Things I got wrong Flashcards
(21 cards)
How many variables’ distributions are shown in a histogram?
1
What is JSONL?
JSON lines. Used to encode JSON objects with each in a separate line.
What is Parquet?
A columnar data format which is well suited to batch data processing
What is a scatter plot useful for?
Testing the correlation between two continuous variables
What is the main use of Managed Service for Apache Kafka?
Transfer data between different applications and systems
Can EFS be used outside of EC2 instances?
No
What is FSx for Lustre good for with regards to Sagemaker?
Distributed training. Works well due to its high performance
Is Ground Truth using humans or machines to do the labelling?
Both!
Do you change data’s format first or filter it first?
You filter it first, then change the format
What does the “difference in proportions of labels” metric tell you?
The difference in the proportions of positive and negative labels between 2 groups. For example, identify how much the predicted churn changes between different demographics to be aware of potential biases
What does Cramer’s V tell you?
The association between two categorical variables
What type of splitting is used when there is a date or time series?

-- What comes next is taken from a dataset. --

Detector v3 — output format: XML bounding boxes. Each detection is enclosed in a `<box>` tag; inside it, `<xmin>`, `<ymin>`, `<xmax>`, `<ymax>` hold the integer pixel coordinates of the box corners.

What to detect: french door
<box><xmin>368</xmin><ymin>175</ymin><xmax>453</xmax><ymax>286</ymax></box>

Ordered splitting. This means that the model only has access to historical data, otherwise it wouldn’t make sense to ask it to predict for dates it already knows
What does Spearman’s rank correlation tell you and when should it be used?
To find the strength and direction of the relationship between two monotonic variables. Doesn’t assume a distribution
Why might SageMaker processing jobs be advantageous over Glue for ML workloads?
SM processing jobs integrate w/ ML libraries like Tensorflow
What is the purpose of Sagemaker batch transform?
Allows you to perform inference on large datasets without having to maintain a persistent endpoint
What is the maximum processing time of Sagemaker serverless?
60 seconds
What is random cut forest used for?
Anomaly detection in high-dimensional data, such as time series or multivariate data
Do VPC gateway endpoints allow data transfer across regions? What about interface endpoints?
Gateway: no, Interface: yes
What is the purpose of Sagemaker IP insights?
Identify IPs that deviate from normal patterns through the analysis of historical logs
Do S3 access points have authentication or access control?
No
What is Sagemaker DeepAR algorithm used for?
Time series forecasting only